Clearly, it’s a zinger tossed off in the middle of his thought about putting effort in the right place. Seems obviously original to the paper in question. So, why the confused attributions? Seems simple.

With some more digging, it seems that Hoare liked to quote the line a lot, and at some point Knuth forgot it was his own lone and attributed it himself to Hoare. I can’t find a specific case of that on the web, so it may have been in a talk, but that seems to be the root cause of the tangled sourcing.

Thats kind of delightful; imagine having tossed off so many lines like that you don’t even remember which ones were yours!

This sort of feels like the kind of story where you can wrap it up by linking to Lie Bot saying “The end! No moral.”

Except. As a final thought, that warning takes a very different tone when shown in context. It seems like to gets trotted out a lot as an excuse to not do any optimization “right now”; an appeal to authority to follow the “make it work, then make it fast” approach. I’ve used it that way myself, I’m must admit, it’s always easy to argue that it’s still “premature”. But that’s not the meaning. Knuth is saying to focus your efforts, not to waste time with clever hacks that don’t do anything but make maintenance harder, to measure and really know where the problems are before you go fixing them.

It’s an embarrassment of riches in big open world video games this year. I’m still fully immersed in building bizarre monster trucks in Zelda Tears of the Kingdom, but Bethesda’s “Skyrim in spaaaace”-em-up Starfield is out.

I’ve not played it yet, so I’ve no opinion the the game itself. But I am very amused to see that as always with a large game release, the armchair architects are wondering why Bethesda has continued to use their in-house engine instead of something “off the shelf,” like Unreal.

This phenomenon isn’t restricted to games, either! I don’t have a ton of game dev experience specifically, but I do have a lot of experience with complex multi-year software projects, and every time one of those wraps up, there’s always someone that looks and what got built and asks “well, why didn’t you just use this other thing”

And reader, every time, every single time, over the last two decades, the answer was always “because that didn’t exist yet when we started.”

Something that’s very hard to appreciate from the outside is how long these projects actually take.
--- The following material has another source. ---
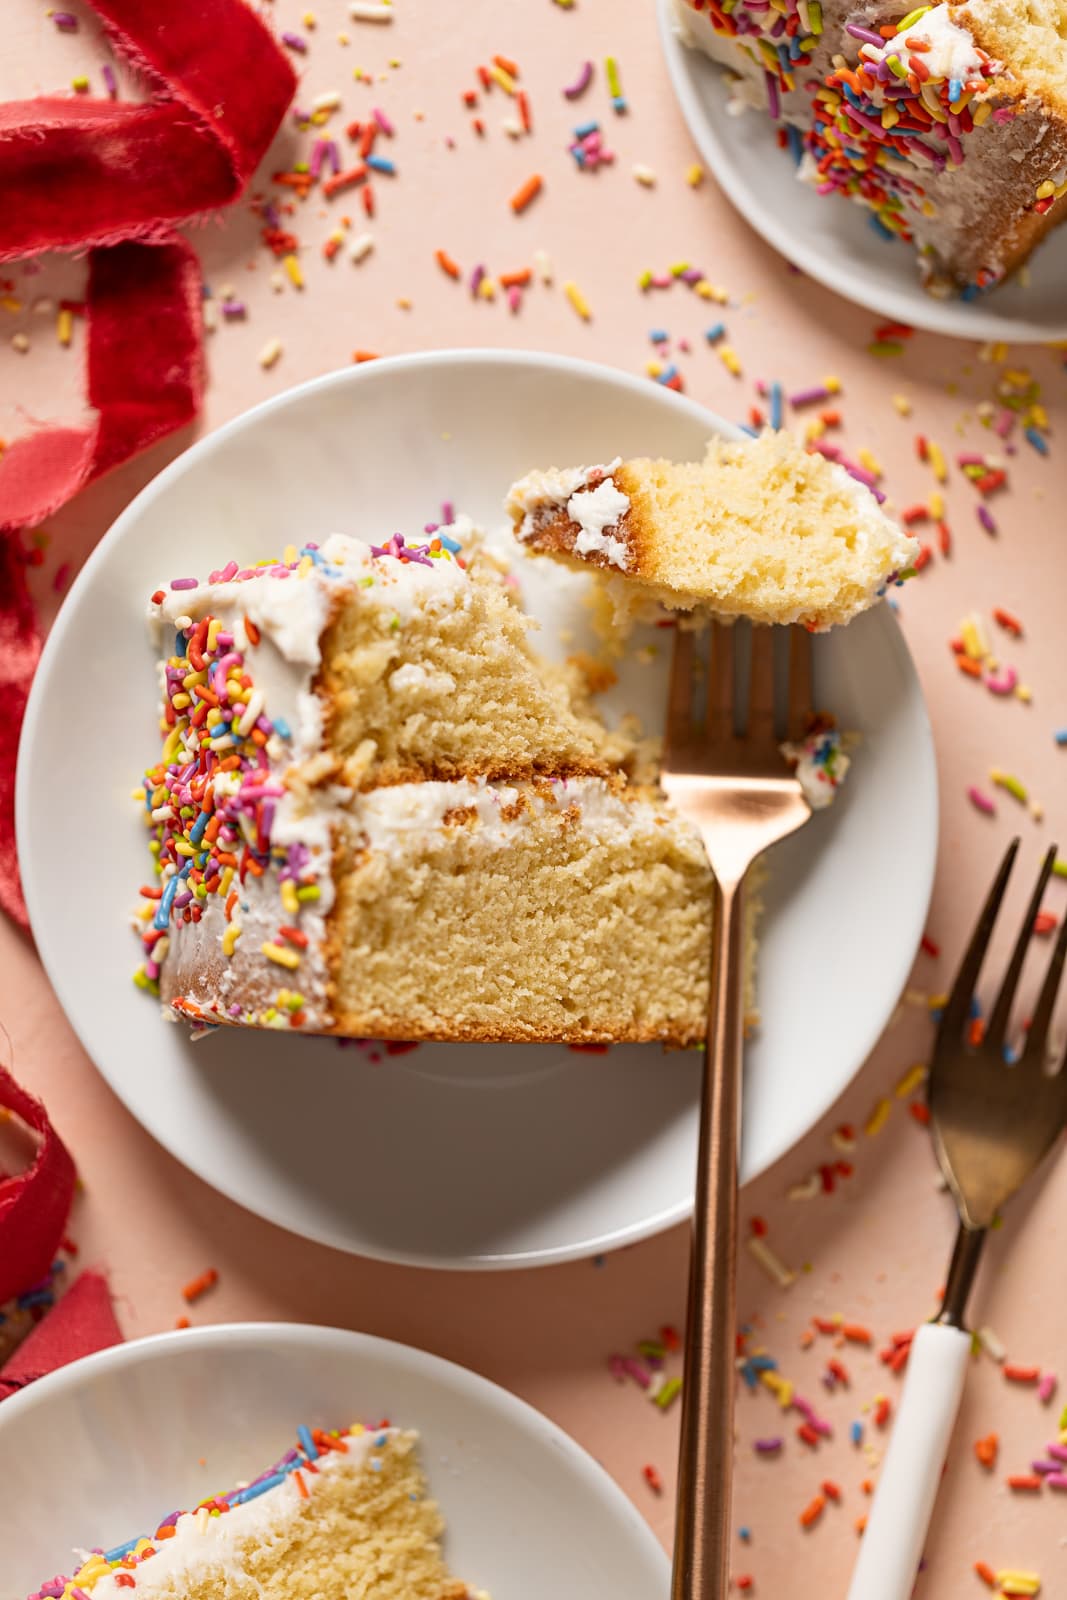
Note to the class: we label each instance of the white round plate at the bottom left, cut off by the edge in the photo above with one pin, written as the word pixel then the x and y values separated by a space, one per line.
pixel 164 1423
No matter how long you think something took, there was a document, or a powerpoint deck, or a whiteboard diagram, that had all the major decisions written down years before you thought they started.

Not only that, but time and success have a way of obscuring the risk profile from the start of a project. Any large software project, whatever the domain or genre, is a risky proposition, and the way to get it off the ground is to de-risk it as much as possible. Moving to new 3rd party technology is about as risky a choice as you can make, and you do that as carefully and rarely as possible.
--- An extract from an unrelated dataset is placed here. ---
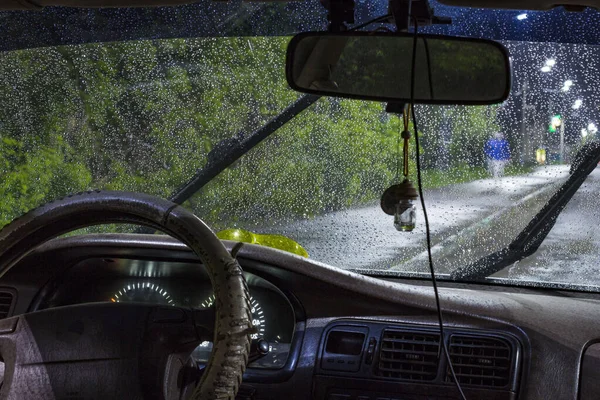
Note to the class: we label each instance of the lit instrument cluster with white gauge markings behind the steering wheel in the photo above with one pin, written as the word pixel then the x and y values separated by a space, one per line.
pixel 180 284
I don’t have any insight into either Unreal or Betheda’s engine, but look. You’re starting a project that’s going to effectively be the company’s only game in years. Do you a) use your in-house system that everyone already knows that you know for a fact will be able to do what you need, or b) roll the dice on a stack of 3rd party technology. I mean, there are no sure things in life, but from a risk reduction perspective, that’s as close to a no-brainer as it gets.

At this point, it’s worth publishing my old guideline for when to take after-the-fact questions seriously:

• “Why didn’t you use technology X?”—serious person, has thought about the tradeoffs and is curious to know what let you to make the choices you did.
• “Why didn’t you JUST use technology X?”—fundamentally unserious person, has no concept of effort, tradeoffs, design.

Like, buddy, I if I could ”just” do that, I’d have done it. Maybe there were some considerations you aren’t aware of, and probably aren’t any of your business?

Thus what I part-jokingly call Helman’s Third Law: “no question that contains the word `just’ deserves consideration.”